Endocrine Abstracts (2003) 6 OC27

The MC3-R does not play a role in mediating the effects of gamma-MSH peptides on the adrenal

SC Harmer & AB Bicknell

School of Animal and Microbial Sciences, University of Reading, Reading, England.

The pro-opiomelanocortin (POMC)-derived peptides, pro-gamma-MSH and Lys-gamma3-MSH, have been shown to potentiate the steroidogenic action of Adrenocorticotropic hormone (ACTH) on the adrenal cortex. The molecular mechanisms for this potentiation are unclear, but it has been shown that gamma-MSH peptides promote mitochondrial cholesterol accumulation in the adrenal cortex by upregulating the activity of Hormone Sensitive Lipase (HSL) (1). HSL activity is regulated either by upregulation of mRNA levels or by phosphorylation. Using quantitative PCR we were unable to find any increase in HSL mRNA expression in adrenal cells following stimulation with gamma-MSH peptides, suggesting that gamma-MSH peptides regulate the activity of HSL by phosphorylation.
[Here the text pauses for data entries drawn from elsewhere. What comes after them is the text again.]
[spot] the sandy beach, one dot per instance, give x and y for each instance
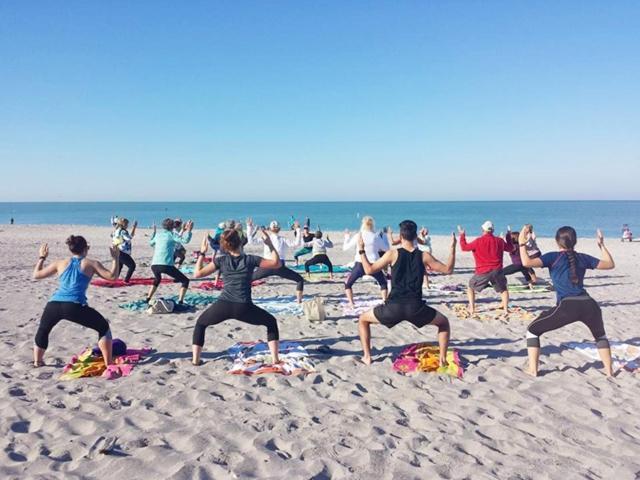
(170, 419)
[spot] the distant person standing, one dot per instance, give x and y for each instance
(488, 251)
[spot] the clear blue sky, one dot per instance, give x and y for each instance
(277, 100)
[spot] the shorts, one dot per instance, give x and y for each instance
(391, 314)
(495, 278)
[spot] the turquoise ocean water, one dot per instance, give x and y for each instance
(440, 217)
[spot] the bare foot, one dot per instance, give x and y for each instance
(366, 360)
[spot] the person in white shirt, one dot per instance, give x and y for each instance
(373, 244)
(319, 251)
(280, 244)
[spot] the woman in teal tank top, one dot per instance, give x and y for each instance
(69, 301)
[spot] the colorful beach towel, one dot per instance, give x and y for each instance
(191, 301)
(87, 364)
(285, 305)
(446, 288)
(322, 268)
(515, 313)
(515, 288)
(361, 305)
(623, 355)
(118, 283)
(421, 357)
(254, 358)
(219, 285)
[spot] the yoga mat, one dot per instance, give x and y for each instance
(254, 358)
(421, 357)
(86, 364)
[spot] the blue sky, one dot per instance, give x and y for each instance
(281, 100)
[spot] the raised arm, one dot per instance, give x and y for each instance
(200, 271)
(40, 271)
(527, 261)
(104, 272)
(606, 262)
(436, 265)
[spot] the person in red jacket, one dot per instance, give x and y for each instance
(488, 251)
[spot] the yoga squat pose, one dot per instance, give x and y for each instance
(306, 238)
(235, 300)
(405, 300)
(488, 251)
(319, 251)
(69, 302)
(373, 244)
(567, 269)
(280, 244)
(122, 239)
(165, 242)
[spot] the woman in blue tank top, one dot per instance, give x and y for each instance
(69, 302)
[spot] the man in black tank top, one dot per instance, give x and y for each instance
(405, 301)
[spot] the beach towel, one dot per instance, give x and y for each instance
(118, 283)
(361, 305)
(88, 364)
(219, 285)
(319, 268)
(515, 288)
(254, 358)
(446, 288)
(285, 305)
(191, 301)
(623, 355)
(421, 357)
(515, 313)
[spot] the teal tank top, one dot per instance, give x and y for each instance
(73, 284)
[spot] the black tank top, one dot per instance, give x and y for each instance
(407, 275)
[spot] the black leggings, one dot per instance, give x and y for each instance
(570, 310)
(74, 312)
(513, 268)
(282, 272)
(171, 271)
(320, 258)
(125, 259)
(245, 312)
(358, 271)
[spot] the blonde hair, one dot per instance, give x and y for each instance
(367, 224)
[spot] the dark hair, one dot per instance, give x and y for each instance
(567, 238)
(408, 230)
(230, 240)
(76, 244)
(168, 223)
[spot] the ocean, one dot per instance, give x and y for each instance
(439, 217)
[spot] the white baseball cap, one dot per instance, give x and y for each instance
(487, 226)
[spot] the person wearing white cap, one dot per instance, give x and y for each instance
(488, 251)
(280, 244)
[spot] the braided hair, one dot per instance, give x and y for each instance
(567, 238)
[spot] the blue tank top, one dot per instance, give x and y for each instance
(73, 284)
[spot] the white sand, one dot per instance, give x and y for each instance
(173, 420)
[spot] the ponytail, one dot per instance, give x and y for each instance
(567, 239)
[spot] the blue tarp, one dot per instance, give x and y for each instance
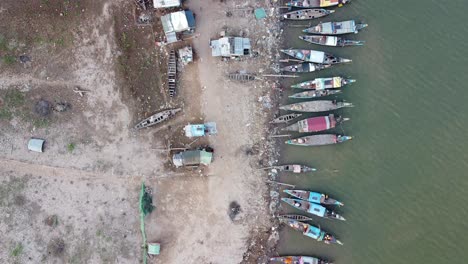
(313, 232)
(317, 209)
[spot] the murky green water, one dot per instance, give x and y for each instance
(404, 177)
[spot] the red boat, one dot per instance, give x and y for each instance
(316, 124)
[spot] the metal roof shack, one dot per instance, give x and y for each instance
(230, 47)
(166, 3)
(192, 158)
(181, 21)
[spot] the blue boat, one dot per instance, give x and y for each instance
(313, 208)
(312, 232)
(314, 197)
Recently the Melanocortin 3 Receptor (MC3-R), the only known receptor to have high affinity for gamma-MSH peptides, has been suggested to be expressed in the adrenal (2). To assess the role that the (MC3-R) plays in mediating the effects of gamma-MSH peptides on the adrenal, the actions of the potent MC3-R agonist MTII and antagonist SHU9119 were analysed using the Lowry perfused adrenal cell column system (3). MTII failed to mimic gamma-MSH mediated potentiation of ACTH-induced steroidogenesis, while SHU9119 did not antagonise the effects of gamma-MSH peptides. In addition, using a signal transduction reporter system, we have found that gamma-MSH peptides do not activate classical melanocortin receptor cyclic-AMP pathway signalling. In contrast, gamma-MSH peptides activate N-FAT and SRE transcription factors, which corroborate with findings that, gamma-MSH peptides induce changes in intracellular free calcium (4). Taken together, these results suggest that gamma-MSH peptides act through a melanocortin receptor distinct from the MC3-R to potentiate the action of ACTH on the adrenal.

(1) Pedersen, R.C. and Brownie, A.C. (1987) Mol Cell Endo 50, 149-156.

(2) Dhillo et al., (2003), Bicohem Biophys Res Commun 301 (1), 102-7.

(3) Lowry, P.J. and McMartin, C. (1974) Biochem J 142, 287-294.

(4) Langouche et al.,(2001) Endocrinology 142, 257-266.